Tax share of LGUs to reach P959 billion in 2022


The Department of Budget and Management (DBM) said that the indicative national tax allotment (NTA) share of local government units (LGUs) will grow to more than P959 billion next year.


Budget Secretary Wendel Avisado said in a June 14 memorandum released on Tuesday that the total NTA share of local governments will be P959.04 billion, up P263.54 billion or 37.89 percent over this year’s figure.


The NTA would provide funding to a total of 43,649 local governments. Of the total, P220.57 billion would go to 82 provinces, P220.57 billion to 146 cities, P326.07 billion to 1,488 municipalities and P191.80 billion to 41,933 villages.
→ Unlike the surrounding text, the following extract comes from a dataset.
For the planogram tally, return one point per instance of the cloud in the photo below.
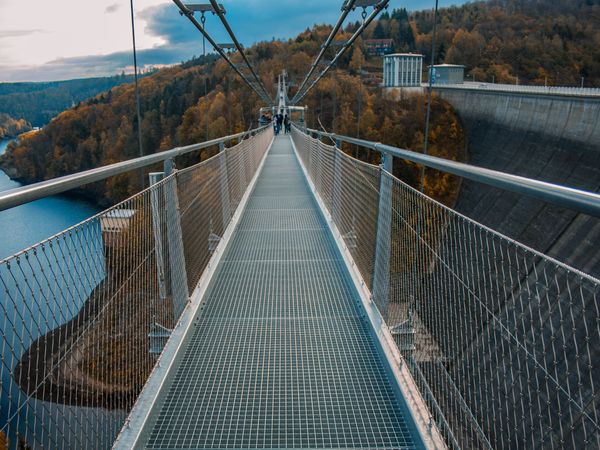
(252, 21)
(112, 8)
(18, 33)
Under the Local Government Code of 1991, local governments are entitled to a 40 percent share of national internal revenue taxes earned in the third fiscal year prior to the current fiscal year. The NTA’s portion is likewise subject to Madanas-Garcia ruling, according to Avisado.


It should be noted that Gov. Hermilando Mandanas of Batangas was the lead petitioner in the Supreme Court’s ruling that local governments’ internal revenue allocation should be based on all national taxes, not only internal revenue taxes.
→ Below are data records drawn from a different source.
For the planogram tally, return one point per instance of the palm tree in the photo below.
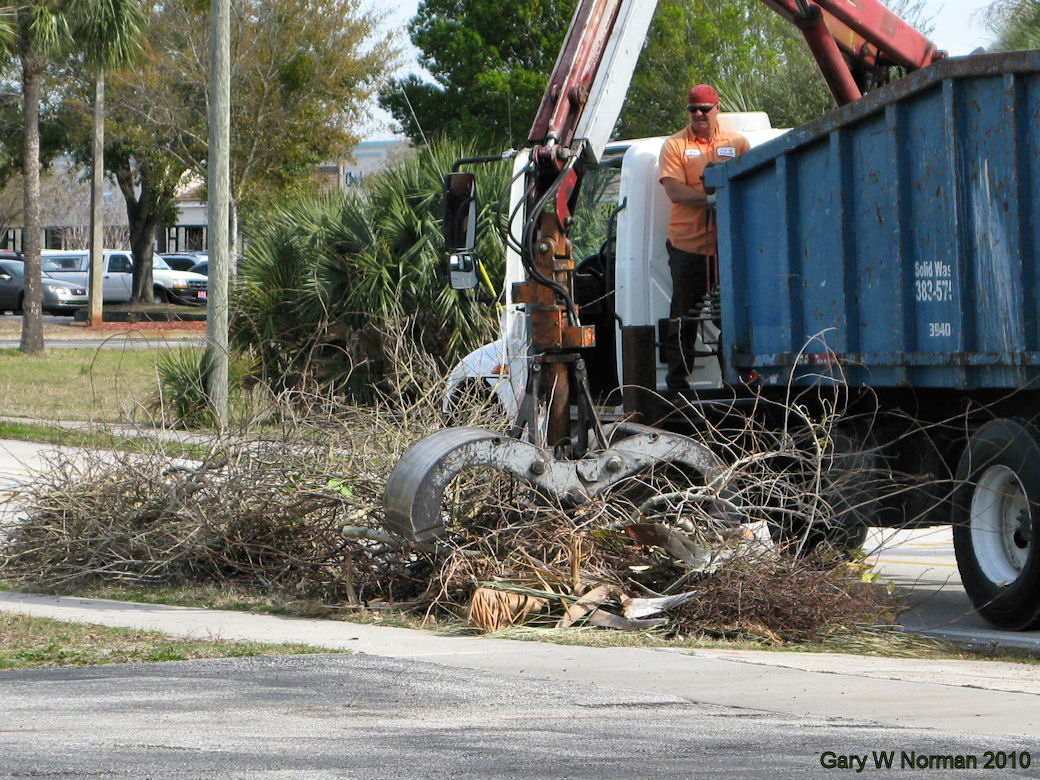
(1016, 24)
(108, 37)
(323, 277)
(44, 31)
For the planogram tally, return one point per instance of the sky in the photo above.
(957, 27)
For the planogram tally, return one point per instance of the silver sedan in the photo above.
(59, 296)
Meanwhile, Avisado said each local government must set aside at least 20 percent of its NTA share in its annual budget for development initiatives, a fund known as the 20 percent Development Fund.
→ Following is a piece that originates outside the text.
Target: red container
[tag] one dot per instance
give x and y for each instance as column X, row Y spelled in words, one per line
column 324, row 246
He added, “local budget plans and goals shall, as far as practicable, be harmonized with national development plans, goals, and strategies to optimize the utilization of resources and to avoid duplication in the use of fiscal and physical resources.”


Because the conclusion of the coronavirus disease 2019 (Covid-19) pandemic is uncertain, local governments should continue to fund Covid-19-related programs, projects, and activities and expenses as needed.


Going forward, he said, local governments should take into account NTA’s expected downward trend in the coming years, particularly in 2023-2024, given the government’s lower revenue collections in 2020 and possibly 2021 as a result of the pandemic’s continued imposition of community quarantines and restrictions on the general public’s mobility.